To reduce the time taken to restore systems:

Have a clearly understood process for changes
Organise disaster response exercises using cross functional teams to strengthen communications
Learn how to conduct rigorous but blameless post-mortems
Practice disaster recovery and learn from the exercises

Conclusion

Beware the trap of confusing measures with targets.

Managing by numbers went out of favour some time in the 1980’s . At least is should have. A striking proportion of managers still cling to the idea that they can improve things through goals and exhortations.

Edwards Deming summed it up best in his 1986 book “Out of the Crisis” (p76):

"If you have a stable system, then there is no use to specify a goal.You will get whatever the system will deliver. A goal beyond the capability of a system will not be reached.
"If you have not a stable system, then again there is no point in setting a goal. There is no way to know what the system will produce.
"To manage, one must lead.
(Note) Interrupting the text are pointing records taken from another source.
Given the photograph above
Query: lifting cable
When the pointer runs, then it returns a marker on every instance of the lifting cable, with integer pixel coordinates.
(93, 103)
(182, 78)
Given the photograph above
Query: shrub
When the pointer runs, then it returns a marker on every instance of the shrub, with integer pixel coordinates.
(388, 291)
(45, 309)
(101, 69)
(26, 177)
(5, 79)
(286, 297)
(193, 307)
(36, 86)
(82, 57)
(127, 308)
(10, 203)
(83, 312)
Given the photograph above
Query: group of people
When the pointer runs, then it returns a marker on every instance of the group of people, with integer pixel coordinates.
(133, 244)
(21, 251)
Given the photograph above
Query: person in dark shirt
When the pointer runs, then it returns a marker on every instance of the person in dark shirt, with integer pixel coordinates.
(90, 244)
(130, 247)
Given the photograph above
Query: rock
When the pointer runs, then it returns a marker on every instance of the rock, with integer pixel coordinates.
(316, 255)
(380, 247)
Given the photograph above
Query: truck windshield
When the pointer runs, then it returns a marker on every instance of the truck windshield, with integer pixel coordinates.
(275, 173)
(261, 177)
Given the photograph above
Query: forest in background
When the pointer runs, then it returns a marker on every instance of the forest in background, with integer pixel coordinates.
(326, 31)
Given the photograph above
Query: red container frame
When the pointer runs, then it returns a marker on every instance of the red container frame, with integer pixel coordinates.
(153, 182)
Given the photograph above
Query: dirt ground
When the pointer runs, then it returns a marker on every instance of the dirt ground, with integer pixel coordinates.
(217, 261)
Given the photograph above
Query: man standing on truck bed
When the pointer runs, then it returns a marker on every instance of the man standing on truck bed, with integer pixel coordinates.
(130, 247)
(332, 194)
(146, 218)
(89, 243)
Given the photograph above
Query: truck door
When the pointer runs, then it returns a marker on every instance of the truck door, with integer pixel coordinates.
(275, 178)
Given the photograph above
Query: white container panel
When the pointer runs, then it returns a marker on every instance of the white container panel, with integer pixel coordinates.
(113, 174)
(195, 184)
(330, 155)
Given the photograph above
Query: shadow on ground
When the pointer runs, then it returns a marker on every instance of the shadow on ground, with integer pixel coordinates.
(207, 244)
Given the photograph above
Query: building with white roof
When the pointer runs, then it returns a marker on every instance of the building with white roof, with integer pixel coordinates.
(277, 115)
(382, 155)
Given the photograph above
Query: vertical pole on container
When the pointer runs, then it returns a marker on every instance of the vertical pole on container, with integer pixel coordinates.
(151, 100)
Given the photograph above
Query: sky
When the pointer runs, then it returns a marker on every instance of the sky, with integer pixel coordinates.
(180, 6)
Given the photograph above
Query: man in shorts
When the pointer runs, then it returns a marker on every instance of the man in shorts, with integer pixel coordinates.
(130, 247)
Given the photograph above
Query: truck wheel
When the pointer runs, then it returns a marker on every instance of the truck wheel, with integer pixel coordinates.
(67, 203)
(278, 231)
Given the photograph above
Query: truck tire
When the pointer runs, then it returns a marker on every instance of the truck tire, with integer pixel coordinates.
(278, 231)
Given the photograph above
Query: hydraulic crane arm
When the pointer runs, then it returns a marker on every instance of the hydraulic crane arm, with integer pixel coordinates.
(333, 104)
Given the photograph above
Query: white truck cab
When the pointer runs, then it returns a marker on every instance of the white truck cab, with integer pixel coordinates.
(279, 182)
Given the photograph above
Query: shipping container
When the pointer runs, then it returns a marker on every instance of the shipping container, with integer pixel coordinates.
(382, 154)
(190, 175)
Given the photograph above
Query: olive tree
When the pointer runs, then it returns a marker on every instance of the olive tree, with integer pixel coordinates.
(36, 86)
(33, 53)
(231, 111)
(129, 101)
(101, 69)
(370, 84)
To lead, one must understand the work that he and his people are responsible for. Who is the customer (the next stage) and how can we better serve that customer? An incoming manager, to lead, and to manage at the source of improvement, must learn. He must learn from his people what they are doing and must learn a lot of new subject matter.
"As we have already remarked, management by numerical goal, is an attempt to manage without knowledge of what to do, and in fact is usually management by fear."

So you must learn. You must learn what works and what doesn’t.

How?

By observing the system through the numbers it produces, by hypothesising and experimenting and by replacing the rhetoric and exhortation with evidence.

Marilyn Strathern paraphrased British economist Charles Goodhart’s 1975 observation as “when a measure becomes a target, it ceases to be a good measure” - hence forth to be known as Goodhart’s Law.

Measures are valuable, but targets generally are not.

Do not confuse the system with the people in it.

By all means, measure your system, understand the numbers and what they represent. Share them widely with your people and discuss them openly and without blame. Your team’s natural inquisitiveness and pride in their work will take care of the rest.